32 015 Wijziging van Boek 1 van het Burgerlijk Wetboek, het Wetboek van Burgerlijke Rechtsvordering, de Wet op de jeugdzorg en de Pleegkinderenwet in verband met herziening van de maatregelen van kinderbescherming

Nr. 26 GEWIJZIGD AMENDEMENT VAN HET LID VAN TOORENBURG TER VERVANGING VAN DAT GEDRUKT ONDER NR. 19

Ontvangen 3 februari 2011

De ondergetekende stelt het volgende amendement voor:

In artikel I, onderdeel H, wordt na artikel 263 een artikel ingevoegd, luidende:

Artikel 263a

Geschillen die de uitvoering van de ondertoezichtstelling betreffen, die omtrent gedragingen als bedoeld in artikel 67, eerste lid, onder b, van de Wet op de jeugdzorg, uitgezonderd, kunnen aan de kinderrechter worden voorgelegd. De kinderrechter neemt op verzoek van een met het gezag belaste ouder, de stichting, degene die de minderjarige als behorende tot zijn gezin verzorgt en opvoedt, of de zorgaanbieder of de aanbieder van de zorg, bedoeld in artikel 1 van de Wet op de jeugdzorg, waar de minderjarige is geplaatst, een zodanige beslissing als hem in het belang van de minderjarige wenselijk voorkomt. Hij beproeft alvorens te beslissen een vergelijk tussen de betrokkenen.

Toelichting

Gedurende de uitvoering van de ondertoezichtstelling is het mogelijk dat er tussen ouders, kinderen, pleegouders of zorgaanbieders verschillen van mening ontstaan over de aanpak van de problemen. Soms lukt het niet om die problemen op te lossen en verschillen van mening in goed overleg te overbruggen hetgeen als gevolg heeft dat het conflict een goede samenwerkings- of vertrouwensrelatie tussen de betrokkenen in de weg staat en de behartiging van de belangen van de minderjarigen kan belemmeren.
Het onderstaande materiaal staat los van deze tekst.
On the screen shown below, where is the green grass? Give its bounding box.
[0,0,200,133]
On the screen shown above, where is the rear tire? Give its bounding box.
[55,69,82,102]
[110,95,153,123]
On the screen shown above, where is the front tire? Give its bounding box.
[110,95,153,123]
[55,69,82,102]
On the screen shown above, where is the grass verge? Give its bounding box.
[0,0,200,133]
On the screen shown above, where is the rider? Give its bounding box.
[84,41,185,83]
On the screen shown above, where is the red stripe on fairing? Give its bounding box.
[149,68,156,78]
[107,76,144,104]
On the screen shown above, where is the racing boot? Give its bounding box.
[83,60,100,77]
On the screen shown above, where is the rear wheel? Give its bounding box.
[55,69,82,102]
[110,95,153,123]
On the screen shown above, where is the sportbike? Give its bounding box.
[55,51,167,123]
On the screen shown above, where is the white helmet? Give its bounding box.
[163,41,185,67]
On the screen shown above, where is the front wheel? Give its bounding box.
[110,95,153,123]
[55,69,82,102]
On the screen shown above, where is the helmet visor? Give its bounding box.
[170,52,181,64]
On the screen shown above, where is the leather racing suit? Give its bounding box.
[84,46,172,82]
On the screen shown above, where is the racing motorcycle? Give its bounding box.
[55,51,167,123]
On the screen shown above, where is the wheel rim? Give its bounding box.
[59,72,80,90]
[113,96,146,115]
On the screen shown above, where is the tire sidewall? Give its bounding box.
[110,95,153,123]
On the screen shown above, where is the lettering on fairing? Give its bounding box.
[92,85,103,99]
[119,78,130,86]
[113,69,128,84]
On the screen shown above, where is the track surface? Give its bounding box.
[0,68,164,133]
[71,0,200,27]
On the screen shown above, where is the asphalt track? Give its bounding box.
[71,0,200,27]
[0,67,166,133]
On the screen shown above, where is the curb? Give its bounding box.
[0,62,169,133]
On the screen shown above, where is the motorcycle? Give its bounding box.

Om deze reden wordt voorgesteld om een geschillenregeling in te voeren naar analogie van de regeling zoals deze nu bestaat voor de ouders met gezag om een geschil over de uitoefening van het gezag voor te leggen aan de kinderrechter (artikel 253a). Krachtens de nieuwe regeling krijgen het bureau jeugdzorg, de minderjarige van twaalf jaar of ouder, de ouders met gezag, de pleegouders en de zorgaanbieder waar het kind verblijft de mogelijkheid om geschillen voor te leggen aan de kinderrechter. Het betreft een verzoekschriftprocedure (met verplichte procesvertegenwoordiging) waardoor een drempel wordt ingebouwd en niet ieder klein geschil aan de kinderrechter zal worden voorgelegd. Advocaten kunnen een zeeffunctie vervullen bij geschillen en oplossingen aanreiken waardoor een gang naar de rechter niet meer nodig is.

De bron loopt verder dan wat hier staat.